Bahwa kebahagiaan bukan terletak pada ada tidaknya harta, pangkat, ataukah sudah mencapai ini ataupun mencapai itu. Kebahagiaan itu letaknya di dalam hati, tidak bisa dibawa pergi kecuali kita yang menyuruhnya untuk tak kembali.

Entah kenapa belakangan ini informasi-informasi seputar arti kebahagiaan, ketiadaan, dan mawas diri kerap mengerubungi diri. Pun diluar itu saya percaya bahwa informasi yang memilih sasarannya, berkebalikan dengan pemikiran banyak orang bahwa kita yang memilih informasi.

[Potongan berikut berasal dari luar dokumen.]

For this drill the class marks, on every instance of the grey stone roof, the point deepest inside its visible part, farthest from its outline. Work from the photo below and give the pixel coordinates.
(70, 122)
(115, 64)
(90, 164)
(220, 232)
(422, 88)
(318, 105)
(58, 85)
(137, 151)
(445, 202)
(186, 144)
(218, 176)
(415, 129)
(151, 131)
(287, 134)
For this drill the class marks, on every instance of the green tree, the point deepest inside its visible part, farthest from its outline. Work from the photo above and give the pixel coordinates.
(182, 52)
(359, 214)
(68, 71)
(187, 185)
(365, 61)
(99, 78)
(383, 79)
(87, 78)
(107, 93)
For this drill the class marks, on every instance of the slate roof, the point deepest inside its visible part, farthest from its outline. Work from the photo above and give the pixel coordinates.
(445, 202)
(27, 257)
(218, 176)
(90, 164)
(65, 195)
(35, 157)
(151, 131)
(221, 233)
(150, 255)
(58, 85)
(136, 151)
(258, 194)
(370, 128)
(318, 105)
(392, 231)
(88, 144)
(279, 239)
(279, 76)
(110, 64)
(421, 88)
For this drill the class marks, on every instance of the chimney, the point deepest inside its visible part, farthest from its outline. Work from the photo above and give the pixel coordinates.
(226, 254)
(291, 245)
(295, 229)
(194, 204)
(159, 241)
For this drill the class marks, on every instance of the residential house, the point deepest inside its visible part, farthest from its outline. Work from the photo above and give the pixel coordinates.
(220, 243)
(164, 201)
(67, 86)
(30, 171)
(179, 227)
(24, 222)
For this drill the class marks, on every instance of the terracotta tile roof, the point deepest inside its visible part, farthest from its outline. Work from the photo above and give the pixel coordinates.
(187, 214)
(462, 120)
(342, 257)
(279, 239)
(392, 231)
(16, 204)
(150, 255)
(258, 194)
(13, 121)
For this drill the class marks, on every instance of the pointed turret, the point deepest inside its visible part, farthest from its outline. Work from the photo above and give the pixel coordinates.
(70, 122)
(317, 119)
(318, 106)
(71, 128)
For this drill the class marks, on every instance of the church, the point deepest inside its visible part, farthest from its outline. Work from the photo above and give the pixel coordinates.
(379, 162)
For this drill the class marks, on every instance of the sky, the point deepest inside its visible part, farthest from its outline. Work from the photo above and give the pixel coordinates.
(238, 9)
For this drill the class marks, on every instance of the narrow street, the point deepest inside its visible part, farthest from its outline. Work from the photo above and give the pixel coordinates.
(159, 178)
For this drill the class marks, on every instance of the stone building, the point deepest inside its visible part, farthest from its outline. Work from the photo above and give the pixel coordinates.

Informasi yang sering berseliweran belakangan ini, mau tidak mau mengingatkan saya untuk terus melihat ke dalam diri, bermeditasi, bahwa semua jawaban yang saya cari tempatnya ada di dalam hati. Dan sadar memilih berbahagia dalam hidup karenanya.

Quanta, 5000 Kali Lebih Kuat dari Elektromagnetik Otak

Lebih lanjut mengenai ketiadaan dan kebahagiaan, menurut Erbe Sentanu dalam bukunya Quantum Ikhlas, energi paling besar itu disebut Quanta dan wujudnya tak kasat serta tak padat, yang mana sumber terbesarnya berasal dari dalam hati.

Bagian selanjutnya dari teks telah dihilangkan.